A Hiccup in the Mediterranean Diet
|August 14, 2013||Posted by Carol Marleigh Kline, MA, CWIC, CWWS under Importance of What You Eat||
By Carol Marleigh Kline, MA, CWIC
We’ve all weighed our food’s nutritional value vs. cost vs. the time it takes to prepare a meal. .If it’s really healthful but it’s expensive and we actually have to cook it, well, we’ll probably opt for pizza. We tend to eat mindlessly—until we feel the nip of an unhappy kidney or gall bladder. Or until we can’t fit into a favorite outfit. We investigate better nutrition not because we’ve seen the light but because we’ve felt the pain.
For me, the Mediterranean diet came as a relief. It was simple. It included lots of fresh foods made more palatable by olive oil—an oil that wasn’t going to kill me! Coming from a sun-splashed part of our planet, the Mediterranean diet made me feel not only virtuous but full. I could add a bit of olive oil and vinegar to some tomatoes and sliced zucchini on lettuce for a sparse but reasonably filling lunch. And it was heart-healthy!

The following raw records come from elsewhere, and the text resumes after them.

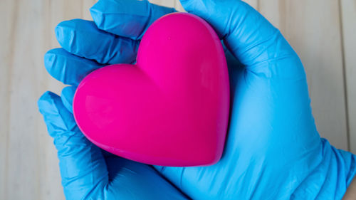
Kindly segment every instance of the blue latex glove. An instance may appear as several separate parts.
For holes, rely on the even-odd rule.
[[[38,106],[58,150],[70,199],[340,199],[355,155],[318,133],[303,65],[281,33],[236,0],[182,0],[227,47],[231,109],[221,159],[201,167],[151,167],[100,151],[79,131],[72,101],[80,80],[103,65],[133,63],[145,29],[172,9],[145,1],[99,1],[94,22],[56,28],[63,48],[45,56],[55,78],[73,86]],[[68,53],[68,51],[69,53]]]

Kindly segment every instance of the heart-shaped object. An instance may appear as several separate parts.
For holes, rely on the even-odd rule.
[[[171,14],[145,33],[135,65],[98,69],[79,85],[73,111],[88,139],[116,155],[162,166],[220,159],[229,85],[220,40],[203,19]]]

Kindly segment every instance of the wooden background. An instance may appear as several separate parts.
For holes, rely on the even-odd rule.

Trouble is, we had it all wrong. An article in the August 2013 Psychology Today says it’s not just olive oil that makes the difference. It’s a certain kind of olive oil. Like you, I thought I knew it all: olive oil was either yellow or green. The yellow stuff was for cooking. Even at relatively high temperatures, it wouldn’t smoke up the kitchen. The green kind was for salads. But both were equally good. Seems that’s not true.
The Mediterranean diet has grown so popular that companies in several states and countries are bottling the olive oil at its heart. But what we buy is often not just olive oil. Sometimes it’s even partly peanut oil. According to Hara Estroff Marano, author of that Psychology Today article, the terms “virgin olive oil,” “pure olive oil,” and “refined olive oil” are meaningless. Anything we eat that isn’t the good stuff is no better than industrial-grade olive oil. Isn’t that disappointing?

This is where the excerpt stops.